China has acknowledged that it must change its currency practices but appealed for patience. The yuan has appreciated about 8 percent in relation to the dollar since July 2005. But economists say that the yuan has stayed at about the same value in relation to an aggregation of the dollar and all other currencies.

With China’s currency levels artificially low, especially against European currencies, European leaders have also begun warning China over its trade practices. Peter Mandelson, the European Union’s trade commissioner, warned last week that China was “at a crossroads” in its trade relations with the West.

The Bush administration has tried to persuade China to change its economic practices, but with limited success, and has taken more confrontational actions of its own in the last several months.

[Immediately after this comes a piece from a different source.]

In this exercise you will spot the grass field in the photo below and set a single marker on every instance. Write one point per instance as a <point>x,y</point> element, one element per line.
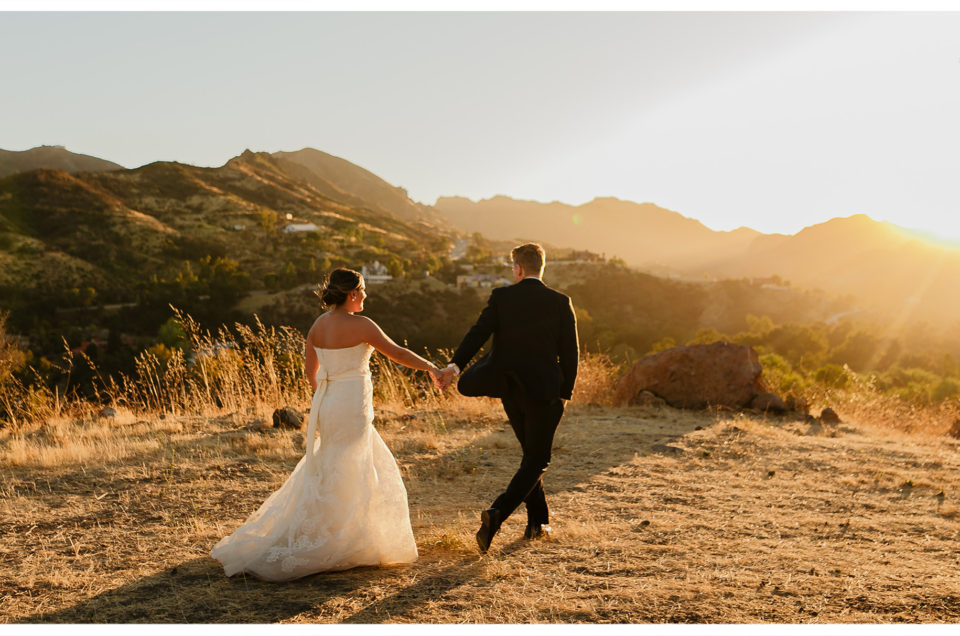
<point>659,515</point>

Among these actions have been a new policy of calculating what are subsidies to Chinese goods that could lead to increased tariffs on exports. In addition, the United States has taken China to court at the World Trade Organization, charging that its policies on subsidies and protection of copyrights and trademarks are illegal.

The new legislation proposed by Senators Baucus, Grassley, Schumer and Graham was drafted in order to force the administration to impose penalties on China in a way that would be compliant with World Trade Organization rules, which bar protectionist measures except under some circumstances.

The legislation would require the Treasury Department to report on “fundamentally misaligned currencies” that would require “priority action” leading to consultations with the International Monetary Fund and the World Trade Organization. If these talks failed, certain penalties would then kick in.

Among these would be, in the case of China, a shift in American policies opposing China’s bid for more voting share at the I.M.F. In addition, the United States would more be required to more readily accuse China of “dumping” exports at below cost, leading to possible tariffs on Chinese goods.

The legislation would allow the American president to waive these and other punitive actions for a time, invoking national security concerns, but also allow Congress to register its disapproval of any such waivers.

President Bush and Treasury Secretary Paulson have argued that any such punitive measures only make it harder to persuade the Chinese to change their economic practices. When the administration imposed penalties earlier this year, for example, the Chinese accused the United States of fomenting a crisis atmosphere, making cooperation more difficult.